Strömungsgerichtete Krinoidenebene

In der Clarion-Clipperton-Zone, etwa fünftausend Meter unterhalb des Lichts, breitet sich eine Ebene aus, die Millionen von Jahren lang von keiner Strömung durchquert wurde, ohne eine Spur zu hinterlassen – und doch ist alles hier ein Zeugnis unvorstellbar langsamer Prozesse. Schwarze Manganknollen, deren unregelmäßige Oberflächen über Jahrmillionen Schicht für Schicht gewachsen sind, liegen verstreut im blass-graubraunen Abyssalschlamm, zwischen feinen Sedimentbändern, die von einem kaum wahrnehmbaren Bodenstrom geglättet wurden. Gestielte Crinoiden – lebende Fossilien, deren Bauplan seit dem Paläozoikum nahezu unverändert geblieben ist – erheben sich aus dem Schlamm und neigen ihre gefiederten Kronen alle in dieselbe Richtung, stumme Wetterfahnen eines Stroms, den nur sie zu spüren vermögen, während sie passiv Partikel aus dem vorbeiziehenden Wasser filtern.

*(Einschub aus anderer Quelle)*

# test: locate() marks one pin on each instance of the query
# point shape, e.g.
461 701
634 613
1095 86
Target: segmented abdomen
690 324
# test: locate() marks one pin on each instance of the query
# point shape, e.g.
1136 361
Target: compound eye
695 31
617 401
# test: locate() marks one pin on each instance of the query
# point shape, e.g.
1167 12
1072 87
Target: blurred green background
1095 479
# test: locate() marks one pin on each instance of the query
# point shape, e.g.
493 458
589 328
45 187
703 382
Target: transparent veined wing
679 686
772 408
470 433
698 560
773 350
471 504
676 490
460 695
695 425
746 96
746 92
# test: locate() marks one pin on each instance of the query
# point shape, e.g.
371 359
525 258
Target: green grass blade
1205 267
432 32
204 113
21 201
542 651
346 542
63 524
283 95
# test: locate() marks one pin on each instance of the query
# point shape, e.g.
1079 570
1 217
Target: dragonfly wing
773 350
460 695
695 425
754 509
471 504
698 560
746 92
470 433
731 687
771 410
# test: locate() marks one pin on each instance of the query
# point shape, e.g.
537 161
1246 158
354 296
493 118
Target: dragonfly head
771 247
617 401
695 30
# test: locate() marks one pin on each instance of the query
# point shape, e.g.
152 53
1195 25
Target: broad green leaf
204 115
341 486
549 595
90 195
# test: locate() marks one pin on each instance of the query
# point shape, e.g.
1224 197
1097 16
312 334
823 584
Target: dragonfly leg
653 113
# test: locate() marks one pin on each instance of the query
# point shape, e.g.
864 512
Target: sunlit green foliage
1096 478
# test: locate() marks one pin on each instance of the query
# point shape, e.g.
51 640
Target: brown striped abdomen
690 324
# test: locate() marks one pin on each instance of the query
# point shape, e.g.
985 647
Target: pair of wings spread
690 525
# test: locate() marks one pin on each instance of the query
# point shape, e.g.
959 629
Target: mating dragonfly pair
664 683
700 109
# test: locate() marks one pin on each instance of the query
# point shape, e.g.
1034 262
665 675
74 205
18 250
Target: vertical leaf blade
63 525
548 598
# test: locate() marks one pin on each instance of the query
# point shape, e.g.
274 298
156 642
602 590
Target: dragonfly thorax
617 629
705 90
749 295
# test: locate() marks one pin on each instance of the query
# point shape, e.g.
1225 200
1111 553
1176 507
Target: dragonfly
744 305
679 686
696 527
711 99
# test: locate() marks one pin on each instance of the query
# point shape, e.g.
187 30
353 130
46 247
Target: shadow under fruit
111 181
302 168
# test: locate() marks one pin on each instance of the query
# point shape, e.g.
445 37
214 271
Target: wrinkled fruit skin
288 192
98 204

Das Wasser selbst ist schwarz und kalt, kaum über einem Grad Celsius, bei einem Druck von mehr als fünfhundert Atmosphären, und doch durchziehen ihn winzige Lichter: biolumineszente Planktonorganismen, deren blaugrüner Schimmer die Pinnulae der Crinoiden silbern streift und die gerundeten Konturen der Knollen sanft modelliert, als wäre das Dunkel selbst lebendig. Mariner Schnee – abgestorbenes organisches Material aus den Produktionszonen weit darüber – sinkt in Spiralen durch das kristallklare Wasser herab und verbindet diese stille, druckgeformte Welt mit dem fernen Sonnenlicht, von dem hier unten nichts mehr ankommt.